Small franchise owners are likely to be most affected by the new law. Because of their connection to a larger national network, the Seattle law regards franchisees as large businesses and requires them to reach $15 an hour by 2017, or 2018 if they offer medical benefits.
Ritu Shah Burnham operates zpizza, a California franchise, on Capitol Hill. Burnham opened the business four years ago during the recession. She employs 12 people.
This year, the restaurant was on track to make its first profit, Burnham said. But the prospect of raising salaries to $15 an hour by January of 2017 was daunting.
“If you have to pay $15 an hour in 20 months, it’s a little difficult to do a business plan to make that work. I tried, before I made my decision I tried, and I didn’t see it happening,” she said.
Burnham had an escape clause in her 10-year lease.
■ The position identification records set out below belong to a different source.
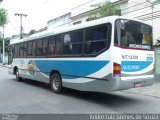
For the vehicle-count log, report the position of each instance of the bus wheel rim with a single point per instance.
(55, 83)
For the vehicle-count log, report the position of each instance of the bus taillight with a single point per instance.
(116, 69)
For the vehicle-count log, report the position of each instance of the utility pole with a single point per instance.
(21, 27)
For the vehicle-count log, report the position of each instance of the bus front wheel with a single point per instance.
(56, 83)
(18, 78)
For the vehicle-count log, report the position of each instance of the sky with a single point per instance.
(38, 11)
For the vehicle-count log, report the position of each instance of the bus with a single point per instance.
(104, 55)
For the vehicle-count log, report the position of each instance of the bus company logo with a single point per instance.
(149, 57)
(31, 67)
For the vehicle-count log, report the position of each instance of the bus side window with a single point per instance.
(58, 48)
(34, 48)
(51, 46)
(96, 39)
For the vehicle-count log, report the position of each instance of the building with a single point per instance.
(80, 13)
(61, 21)
(143, 10)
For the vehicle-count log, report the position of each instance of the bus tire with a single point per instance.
(18, 78)
(56, 83)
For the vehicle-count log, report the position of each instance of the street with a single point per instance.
(32, 97)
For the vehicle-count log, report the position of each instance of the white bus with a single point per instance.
(104, 55)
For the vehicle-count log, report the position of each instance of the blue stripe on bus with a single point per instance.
(81, 68)
(134, 66)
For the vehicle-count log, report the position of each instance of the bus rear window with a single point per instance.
(132, 34)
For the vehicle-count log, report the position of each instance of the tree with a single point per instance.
(7, 42)
(104, 9)
(32, 32)
(3, 17)
(156, 1)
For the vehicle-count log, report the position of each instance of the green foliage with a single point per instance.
(32, 32)
(7, 43)
(104, 9)
(156, 2)
(3, 17)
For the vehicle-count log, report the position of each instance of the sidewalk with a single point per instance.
(153, 90)
(5, 65)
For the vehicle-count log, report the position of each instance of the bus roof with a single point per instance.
(55, 31)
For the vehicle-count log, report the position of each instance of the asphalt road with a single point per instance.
(32, 97)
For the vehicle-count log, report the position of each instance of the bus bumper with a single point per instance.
(124, 83)
(11, 71)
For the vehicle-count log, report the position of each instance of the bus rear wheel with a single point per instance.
(56, 83)
(18, 78)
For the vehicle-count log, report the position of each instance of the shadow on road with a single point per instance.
(115, 99)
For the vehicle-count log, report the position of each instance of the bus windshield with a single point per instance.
(133, 34)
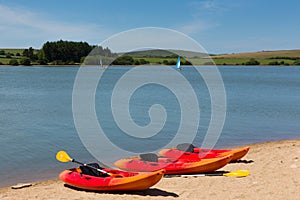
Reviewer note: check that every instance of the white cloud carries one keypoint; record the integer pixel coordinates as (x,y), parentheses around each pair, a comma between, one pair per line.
(21,27)
(195,26)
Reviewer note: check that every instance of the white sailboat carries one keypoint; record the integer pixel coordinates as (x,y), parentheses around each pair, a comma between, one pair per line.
(101,65)
(178,63)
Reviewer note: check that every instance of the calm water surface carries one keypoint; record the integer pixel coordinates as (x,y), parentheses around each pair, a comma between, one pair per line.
(263,104)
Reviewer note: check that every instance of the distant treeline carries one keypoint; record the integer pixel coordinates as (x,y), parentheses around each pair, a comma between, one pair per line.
(66,52)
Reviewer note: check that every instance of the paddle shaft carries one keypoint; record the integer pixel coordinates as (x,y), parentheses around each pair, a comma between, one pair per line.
(196,175)
(99,170)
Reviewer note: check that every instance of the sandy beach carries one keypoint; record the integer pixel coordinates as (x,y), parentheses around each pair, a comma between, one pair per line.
(274,167)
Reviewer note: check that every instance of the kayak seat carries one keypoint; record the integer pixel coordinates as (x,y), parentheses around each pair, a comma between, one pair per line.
(92,172)
(186,147)
(150,157)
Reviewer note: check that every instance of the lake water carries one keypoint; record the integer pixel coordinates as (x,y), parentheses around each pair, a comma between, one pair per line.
(36,119)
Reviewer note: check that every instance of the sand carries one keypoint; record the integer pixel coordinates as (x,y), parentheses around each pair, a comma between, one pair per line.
(274,167)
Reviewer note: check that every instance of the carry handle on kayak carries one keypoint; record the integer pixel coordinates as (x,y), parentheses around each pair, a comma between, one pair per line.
(62,156)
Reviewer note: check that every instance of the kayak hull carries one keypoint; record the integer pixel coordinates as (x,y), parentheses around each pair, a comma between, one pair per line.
(119,181)
(175,166)
(200,153)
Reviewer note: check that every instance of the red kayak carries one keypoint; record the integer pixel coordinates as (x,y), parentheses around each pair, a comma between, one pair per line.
(118,181)
(189,152)
(172,166)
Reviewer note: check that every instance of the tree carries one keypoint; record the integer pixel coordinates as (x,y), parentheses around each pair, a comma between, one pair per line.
(123,60)
(165,62)
(66,51)
(29,53)
(252,61)
(25,61)
(13,62)
(297,62)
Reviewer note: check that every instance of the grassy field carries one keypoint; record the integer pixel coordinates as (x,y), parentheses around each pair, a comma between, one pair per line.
(282,57)
(262,54)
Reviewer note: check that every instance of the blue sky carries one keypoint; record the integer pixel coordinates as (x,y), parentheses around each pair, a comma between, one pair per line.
(220,26)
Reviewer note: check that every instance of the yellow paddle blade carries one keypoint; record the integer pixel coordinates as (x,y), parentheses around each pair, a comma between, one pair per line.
(62,156)
(238,173)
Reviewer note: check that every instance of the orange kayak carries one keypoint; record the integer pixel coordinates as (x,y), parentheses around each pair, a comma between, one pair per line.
(118,181)
(195,154)
(173,166)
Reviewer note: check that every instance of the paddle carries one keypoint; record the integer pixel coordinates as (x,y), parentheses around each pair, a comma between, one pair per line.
(236,173)
(62,156)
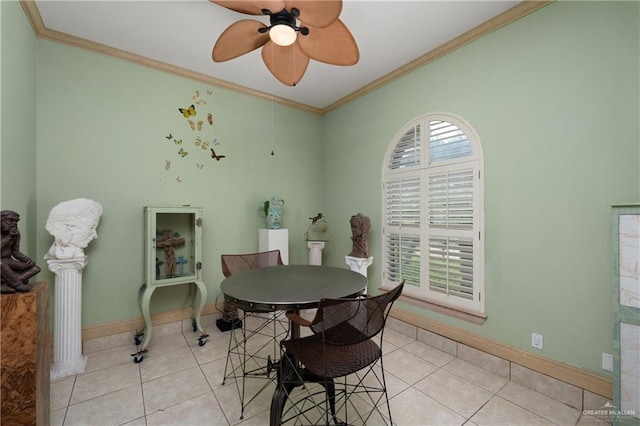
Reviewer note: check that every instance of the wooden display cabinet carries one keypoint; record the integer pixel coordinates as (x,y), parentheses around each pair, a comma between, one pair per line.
(173,256)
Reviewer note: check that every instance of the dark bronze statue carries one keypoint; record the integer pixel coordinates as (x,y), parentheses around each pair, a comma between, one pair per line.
(360,226)
(17,268)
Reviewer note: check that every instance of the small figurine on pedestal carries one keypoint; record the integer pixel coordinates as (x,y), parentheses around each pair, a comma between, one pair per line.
(17,268)
(274,212)
(360,226)
(181,261)
(168,242)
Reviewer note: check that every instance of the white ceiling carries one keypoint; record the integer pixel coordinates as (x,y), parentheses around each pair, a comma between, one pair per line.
(389,34)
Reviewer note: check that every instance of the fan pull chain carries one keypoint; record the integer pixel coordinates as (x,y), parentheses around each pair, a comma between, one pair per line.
(273,126)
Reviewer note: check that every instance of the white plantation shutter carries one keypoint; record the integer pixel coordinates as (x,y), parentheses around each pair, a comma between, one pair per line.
(450,197)
(447,142)
(451,266)
(432,209)
(403,199)
(403,258)
(407,151)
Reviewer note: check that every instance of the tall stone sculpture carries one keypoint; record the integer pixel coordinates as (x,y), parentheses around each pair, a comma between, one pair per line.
(17,267)
(359,259)
(360,226)
(73,225)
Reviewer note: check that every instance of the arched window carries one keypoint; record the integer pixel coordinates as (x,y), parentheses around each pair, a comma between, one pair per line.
(433,212)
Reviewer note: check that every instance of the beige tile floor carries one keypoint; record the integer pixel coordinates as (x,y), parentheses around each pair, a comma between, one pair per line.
(180,383)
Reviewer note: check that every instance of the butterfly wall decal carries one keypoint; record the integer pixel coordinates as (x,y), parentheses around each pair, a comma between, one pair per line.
(202,144)
(195,126)
(196,98)
(188,112)
(217,157)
She decided to exercise it, rather than lock in for another five years with her house as collateral.
“Me, my husband, my children, we're all personally accountable if I go under. I'm not willing to take that risk with these kind of numbers,” she said.
Burnham is now looking for a buyer, but she said she there has been no interest. She expects she will have to write off most of her initial investment in the business.
Proponents of the $15 wage argue that with more money in workers' pockets, Seattle's restaurants will do better than ever.
Even if that is true in aggregate, individual restaurant owners question whether their restaurants will benefit.
Typically, about 18 percent of Seattle restaurants either close or change hands every year, according to the Washington Restaurant Association.
Researchers at the University of Washington will be studying the effects of the law over the next five years. They will look at business openings and closings, employment numbers, and workers' earnings, among other things.
Jacob Vigdor, the head of the study, said he expects most businesses will be able to adapt to the first year of the wage increase. But as the wage moves to $13 and then $15 an hour, that's when the crunch will come.
"The restaurants that are really in high demand, the restaurants that attract a higher income clientele will probably find ways to make it work out. But if you are a restaurant in a poor neighborhood where your margins may be lower to start with and where you are really relying on low-wage labor, it might be tougher to work out. And then your options look a little less attractive," Vigdor said.
According to Vigdor, one of the key questions will be how diners react to the inevitable price increases: whether they are willing to pony up more money for meals out, or whether they will eat more of their meals at home.
"There is no law that says the citizens of Seattle must eat at restaurants," he said.